SALT LAKE CITY — Mayor Erin Mendenhall and members of the Salt Lake City Council helped raise the LGBTQ Pride flag at city hall on Thursday, kicking off the annual Utah Pride Festival.
"It's so big and people see it, they'll want to come down here and feel the love," Tanya Hawkins, the co-CEO of the Utah Pride Center, said as she looked up at the flag.
The festival is expected to draw roughly 150,000 people downtown to celebrate and support Utah's LGBTQ community, organizers said. Hawkins said it would be a welcoming and safe environment for people, with expanded grounds on Washington Square and Library Square.
"Get ready to have some fun," she said. "It’s going to be great."

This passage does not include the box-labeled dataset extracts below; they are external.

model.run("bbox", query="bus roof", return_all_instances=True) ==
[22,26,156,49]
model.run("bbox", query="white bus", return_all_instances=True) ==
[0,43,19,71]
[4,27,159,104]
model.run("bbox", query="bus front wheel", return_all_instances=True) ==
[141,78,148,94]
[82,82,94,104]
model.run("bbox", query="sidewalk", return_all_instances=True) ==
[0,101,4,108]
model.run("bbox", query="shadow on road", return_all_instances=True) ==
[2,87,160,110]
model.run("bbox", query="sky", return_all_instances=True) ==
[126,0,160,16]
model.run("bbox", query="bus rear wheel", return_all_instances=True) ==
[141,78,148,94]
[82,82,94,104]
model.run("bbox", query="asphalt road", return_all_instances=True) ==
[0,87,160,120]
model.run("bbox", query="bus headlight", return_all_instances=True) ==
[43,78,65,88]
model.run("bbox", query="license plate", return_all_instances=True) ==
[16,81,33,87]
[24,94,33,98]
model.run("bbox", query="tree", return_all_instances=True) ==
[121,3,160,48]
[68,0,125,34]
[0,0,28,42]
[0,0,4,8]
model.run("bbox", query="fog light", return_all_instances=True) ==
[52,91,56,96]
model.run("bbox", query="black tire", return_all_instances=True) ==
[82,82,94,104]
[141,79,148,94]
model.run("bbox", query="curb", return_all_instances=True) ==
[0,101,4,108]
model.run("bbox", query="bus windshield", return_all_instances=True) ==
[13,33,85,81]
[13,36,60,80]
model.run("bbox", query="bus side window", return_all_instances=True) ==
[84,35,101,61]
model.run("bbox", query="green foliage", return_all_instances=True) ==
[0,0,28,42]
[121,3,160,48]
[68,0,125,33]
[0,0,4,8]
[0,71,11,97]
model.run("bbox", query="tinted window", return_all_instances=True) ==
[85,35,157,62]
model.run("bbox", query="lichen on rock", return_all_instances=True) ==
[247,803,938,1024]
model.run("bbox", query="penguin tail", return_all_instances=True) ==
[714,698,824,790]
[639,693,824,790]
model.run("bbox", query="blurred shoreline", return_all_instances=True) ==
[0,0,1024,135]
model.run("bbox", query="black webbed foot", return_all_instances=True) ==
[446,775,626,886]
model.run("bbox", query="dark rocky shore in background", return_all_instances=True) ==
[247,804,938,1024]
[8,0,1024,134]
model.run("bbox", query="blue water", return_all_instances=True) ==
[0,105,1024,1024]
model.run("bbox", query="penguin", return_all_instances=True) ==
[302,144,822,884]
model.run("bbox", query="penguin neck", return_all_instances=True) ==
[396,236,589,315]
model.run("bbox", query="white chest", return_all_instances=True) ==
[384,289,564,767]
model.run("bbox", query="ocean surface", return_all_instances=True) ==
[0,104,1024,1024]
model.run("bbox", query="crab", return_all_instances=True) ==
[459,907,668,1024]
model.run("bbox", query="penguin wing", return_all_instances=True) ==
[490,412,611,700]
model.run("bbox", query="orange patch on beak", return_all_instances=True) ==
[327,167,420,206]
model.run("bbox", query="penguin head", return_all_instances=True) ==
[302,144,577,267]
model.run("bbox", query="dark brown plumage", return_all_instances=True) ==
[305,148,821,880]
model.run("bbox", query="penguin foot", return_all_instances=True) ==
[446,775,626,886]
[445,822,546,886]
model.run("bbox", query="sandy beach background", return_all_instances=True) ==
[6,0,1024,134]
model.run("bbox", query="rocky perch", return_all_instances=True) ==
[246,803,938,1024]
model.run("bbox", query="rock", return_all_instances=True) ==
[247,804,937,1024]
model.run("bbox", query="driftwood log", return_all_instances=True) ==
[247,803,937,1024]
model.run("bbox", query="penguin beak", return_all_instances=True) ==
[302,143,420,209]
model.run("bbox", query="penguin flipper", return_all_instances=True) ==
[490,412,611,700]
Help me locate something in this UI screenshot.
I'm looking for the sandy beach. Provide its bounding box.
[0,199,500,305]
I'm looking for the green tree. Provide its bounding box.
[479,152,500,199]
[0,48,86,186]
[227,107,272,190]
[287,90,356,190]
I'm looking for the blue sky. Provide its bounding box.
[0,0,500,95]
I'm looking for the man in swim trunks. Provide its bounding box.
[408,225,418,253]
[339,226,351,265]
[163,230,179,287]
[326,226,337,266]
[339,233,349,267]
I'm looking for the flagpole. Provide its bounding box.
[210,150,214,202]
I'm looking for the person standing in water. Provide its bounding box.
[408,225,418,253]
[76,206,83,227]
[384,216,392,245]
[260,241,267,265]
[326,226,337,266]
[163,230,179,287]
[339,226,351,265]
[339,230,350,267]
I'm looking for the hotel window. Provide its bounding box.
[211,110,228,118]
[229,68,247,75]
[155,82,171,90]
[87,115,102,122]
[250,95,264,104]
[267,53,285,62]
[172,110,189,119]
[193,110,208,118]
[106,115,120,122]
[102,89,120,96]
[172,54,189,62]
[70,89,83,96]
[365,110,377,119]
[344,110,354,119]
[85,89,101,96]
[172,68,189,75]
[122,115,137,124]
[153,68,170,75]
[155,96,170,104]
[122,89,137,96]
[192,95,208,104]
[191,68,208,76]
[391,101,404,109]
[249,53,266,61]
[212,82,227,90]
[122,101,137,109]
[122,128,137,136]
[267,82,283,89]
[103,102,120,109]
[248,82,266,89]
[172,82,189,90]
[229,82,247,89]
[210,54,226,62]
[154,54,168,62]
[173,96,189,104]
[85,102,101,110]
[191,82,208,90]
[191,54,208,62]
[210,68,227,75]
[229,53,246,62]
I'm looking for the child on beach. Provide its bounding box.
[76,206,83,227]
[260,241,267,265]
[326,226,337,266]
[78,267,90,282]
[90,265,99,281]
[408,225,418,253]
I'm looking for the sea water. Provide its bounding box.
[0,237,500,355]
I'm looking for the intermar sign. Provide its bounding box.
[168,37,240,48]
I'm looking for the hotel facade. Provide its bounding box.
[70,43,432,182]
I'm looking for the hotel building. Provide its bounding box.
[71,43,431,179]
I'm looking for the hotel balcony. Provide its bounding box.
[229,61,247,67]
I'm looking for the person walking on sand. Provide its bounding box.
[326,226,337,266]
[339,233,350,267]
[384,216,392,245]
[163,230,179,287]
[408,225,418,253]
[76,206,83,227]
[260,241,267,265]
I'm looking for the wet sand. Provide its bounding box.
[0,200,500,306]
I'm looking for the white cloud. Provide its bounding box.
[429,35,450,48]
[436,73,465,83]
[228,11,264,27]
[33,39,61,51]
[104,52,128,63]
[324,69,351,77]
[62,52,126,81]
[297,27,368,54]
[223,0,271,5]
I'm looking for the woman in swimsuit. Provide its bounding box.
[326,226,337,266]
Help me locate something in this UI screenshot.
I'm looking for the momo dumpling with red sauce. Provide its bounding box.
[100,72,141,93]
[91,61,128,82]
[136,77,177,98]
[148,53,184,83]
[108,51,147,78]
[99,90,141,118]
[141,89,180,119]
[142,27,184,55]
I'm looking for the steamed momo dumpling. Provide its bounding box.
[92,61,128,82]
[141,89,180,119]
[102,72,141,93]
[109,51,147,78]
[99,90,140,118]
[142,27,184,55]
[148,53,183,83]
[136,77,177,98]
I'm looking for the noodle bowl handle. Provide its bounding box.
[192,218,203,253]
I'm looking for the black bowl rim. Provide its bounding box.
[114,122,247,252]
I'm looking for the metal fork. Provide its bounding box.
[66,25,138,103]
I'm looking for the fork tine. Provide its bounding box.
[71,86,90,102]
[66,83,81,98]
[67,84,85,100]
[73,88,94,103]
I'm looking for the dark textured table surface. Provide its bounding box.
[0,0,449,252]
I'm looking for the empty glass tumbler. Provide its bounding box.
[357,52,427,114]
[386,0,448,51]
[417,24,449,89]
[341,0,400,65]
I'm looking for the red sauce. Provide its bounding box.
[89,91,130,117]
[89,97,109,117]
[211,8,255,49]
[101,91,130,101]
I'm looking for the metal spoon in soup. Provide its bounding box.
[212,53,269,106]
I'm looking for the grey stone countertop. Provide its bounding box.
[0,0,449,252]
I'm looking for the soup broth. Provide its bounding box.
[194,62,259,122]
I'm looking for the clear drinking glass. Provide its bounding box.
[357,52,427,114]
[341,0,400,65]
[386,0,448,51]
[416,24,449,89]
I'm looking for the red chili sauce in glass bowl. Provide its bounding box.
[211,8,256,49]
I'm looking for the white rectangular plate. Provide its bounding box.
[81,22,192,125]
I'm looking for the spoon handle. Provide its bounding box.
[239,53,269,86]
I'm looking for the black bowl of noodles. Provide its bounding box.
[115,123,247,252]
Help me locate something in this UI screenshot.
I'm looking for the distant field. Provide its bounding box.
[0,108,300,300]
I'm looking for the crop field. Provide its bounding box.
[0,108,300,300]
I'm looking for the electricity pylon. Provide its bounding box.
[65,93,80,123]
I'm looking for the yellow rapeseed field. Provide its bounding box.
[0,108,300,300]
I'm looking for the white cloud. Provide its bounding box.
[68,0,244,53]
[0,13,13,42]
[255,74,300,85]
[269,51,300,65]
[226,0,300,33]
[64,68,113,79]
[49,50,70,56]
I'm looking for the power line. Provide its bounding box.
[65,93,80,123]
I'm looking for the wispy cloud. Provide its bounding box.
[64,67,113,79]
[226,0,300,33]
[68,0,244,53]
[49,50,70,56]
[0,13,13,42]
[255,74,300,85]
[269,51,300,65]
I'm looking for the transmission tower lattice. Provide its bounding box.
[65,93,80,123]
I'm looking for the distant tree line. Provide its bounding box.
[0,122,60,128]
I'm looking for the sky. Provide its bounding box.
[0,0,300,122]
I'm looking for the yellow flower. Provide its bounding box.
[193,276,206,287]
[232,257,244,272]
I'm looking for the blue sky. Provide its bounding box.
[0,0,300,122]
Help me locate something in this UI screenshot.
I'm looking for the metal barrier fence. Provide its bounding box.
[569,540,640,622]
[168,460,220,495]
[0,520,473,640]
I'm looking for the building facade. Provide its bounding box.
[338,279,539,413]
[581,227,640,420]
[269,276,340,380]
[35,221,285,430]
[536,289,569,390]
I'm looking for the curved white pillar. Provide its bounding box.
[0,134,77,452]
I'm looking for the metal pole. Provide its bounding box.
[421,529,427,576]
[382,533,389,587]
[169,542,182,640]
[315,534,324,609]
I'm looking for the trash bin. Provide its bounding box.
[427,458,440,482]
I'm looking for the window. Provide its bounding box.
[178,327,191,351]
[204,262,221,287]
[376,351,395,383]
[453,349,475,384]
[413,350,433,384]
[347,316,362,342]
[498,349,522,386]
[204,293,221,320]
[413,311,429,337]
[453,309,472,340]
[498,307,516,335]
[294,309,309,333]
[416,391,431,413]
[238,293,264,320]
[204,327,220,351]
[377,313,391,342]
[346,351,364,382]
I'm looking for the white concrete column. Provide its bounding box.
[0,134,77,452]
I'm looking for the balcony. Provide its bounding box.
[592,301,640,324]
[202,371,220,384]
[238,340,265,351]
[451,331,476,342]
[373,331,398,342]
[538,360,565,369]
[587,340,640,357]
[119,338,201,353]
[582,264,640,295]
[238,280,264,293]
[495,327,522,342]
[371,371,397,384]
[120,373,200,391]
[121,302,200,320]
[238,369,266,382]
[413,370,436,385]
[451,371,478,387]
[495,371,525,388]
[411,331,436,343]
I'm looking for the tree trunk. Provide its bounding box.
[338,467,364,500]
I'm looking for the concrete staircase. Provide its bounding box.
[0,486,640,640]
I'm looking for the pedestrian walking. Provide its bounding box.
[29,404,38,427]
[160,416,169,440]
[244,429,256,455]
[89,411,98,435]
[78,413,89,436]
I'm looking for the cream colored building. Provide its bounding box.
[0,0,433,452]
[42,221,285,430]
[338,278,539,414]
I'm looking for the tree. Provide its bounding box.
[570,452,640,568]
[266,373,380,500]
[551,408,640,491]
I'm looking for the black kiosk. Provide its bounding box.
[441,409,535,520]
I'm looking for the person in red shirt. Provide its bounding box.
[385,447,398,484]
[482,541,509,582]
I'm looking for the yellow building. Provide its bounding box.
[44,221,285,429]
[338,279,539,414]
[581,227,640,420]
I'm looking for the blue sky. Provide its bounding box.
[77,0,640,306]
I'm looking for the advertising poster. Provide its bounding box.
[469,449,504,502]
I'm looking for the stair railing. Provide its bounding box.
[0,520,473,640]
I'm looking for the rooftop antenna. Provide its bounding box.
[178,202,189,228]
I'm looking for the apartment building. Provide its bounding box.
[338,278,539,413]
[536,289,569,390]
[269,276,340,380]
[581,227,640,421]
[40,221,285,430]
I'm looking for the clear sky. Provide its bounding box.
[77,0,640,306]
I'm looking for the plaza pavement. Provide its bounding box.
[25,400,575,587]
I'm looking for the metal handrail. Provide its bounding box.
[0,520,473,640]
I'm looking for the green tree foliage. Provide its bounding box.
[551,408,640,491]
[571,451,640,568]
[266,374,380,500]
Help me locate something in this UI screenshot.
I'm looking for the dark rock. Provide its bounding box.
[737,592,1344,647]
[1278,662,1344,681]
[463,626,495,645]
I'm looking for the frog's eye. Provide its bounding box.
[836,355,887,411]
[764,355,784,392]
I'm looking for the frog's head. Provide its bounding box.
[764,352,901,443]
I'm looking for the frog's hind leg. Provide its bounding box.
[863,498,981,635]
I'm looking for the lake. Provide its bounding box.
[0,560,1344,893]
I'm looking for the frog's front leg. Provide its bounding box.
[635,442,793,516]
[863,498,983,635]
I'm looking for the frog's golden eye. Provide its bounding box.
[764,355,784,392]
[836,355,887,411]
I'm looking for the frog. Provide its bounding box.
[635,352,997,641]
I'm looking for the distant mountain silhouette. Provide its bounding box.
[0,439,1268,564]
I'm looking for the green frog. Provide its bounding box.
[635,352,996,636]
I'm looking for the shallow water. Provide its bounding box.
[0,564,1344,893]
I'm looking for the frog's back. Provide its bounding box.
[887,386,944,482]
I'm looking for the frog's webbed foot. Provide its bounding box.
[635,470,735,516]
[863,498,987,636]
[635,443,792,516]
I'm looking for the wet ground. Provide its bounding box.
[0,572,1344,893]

In her remarks to the crowd, Mayor Mendenhall criticized "bad policy and bad legislation" targeting the LGBTQ community across the nation and in Utah recently. In an interview with FOX 13 News, the mayor said she was referring to bills targeting LGBTQ youth.
"These are legislative policies that we’re talking about," she said. "That we’re fighting for year-round and we end up on those battlefields at the state legislature. Salt Lake City, cities in the state can only go so far in protecting our residents. But we can keep showing up as allies and we’re going to keep doing that."
Mayor Mendenhall was being honored by the Utah Pride Center this year for her work as an ally of the LGBTQ community.
"It means a lot to me because I feel like there’s not enough I can do to be an ally," she said. "I've tried to show up and bring the city to show up in more ways than we have before."
As he has done every year since he took office, Governor Spencer Cox issued a proclamation for Pride month. He is one of the few Republican governors in the nation to regularly do so. The governor declared that "Utah values the uniqueness of all individuals within our communities and recognizes that everyone has a place in our state," and expressed an "aspiration in the state of Utah to foster a culture of hope, understanding, love, dignity and respect."
The governor has been criticized by some in the LGBTQ community for signing a bill the legislature passed earlier this year, imposing a moratorium on health care for transgender youth. He was praised a year ago by LGBTQ rights activists for vetoing a bill banning transgender children from playing school sports matching their gender identity (the legislature overrode him).
On Thursday, Gov. Cox's office declined to comment beyond the Pride month proclamation itself. On Twitter later in the day, the Utah Pride Center criticized the proclamation for neglecting to mention "LGBTQ" as a "coward act of erasure."
Jay Tactay, who oversees youth and family programs for the Utah Pride Center, called for more education about transgender issues.
"I feel like education is definitely a big step when it comes to understanding our community," he told FOX 13 News. "If you don't understand it? Get educated. Learn more about it."
Hawkins extended an invitation for Gov. Cox to attend the festival to meet with members of the LGBTQ community.
"I invite him to come down to the festival. That would be great. Come tonight. Meet us, join us," she said.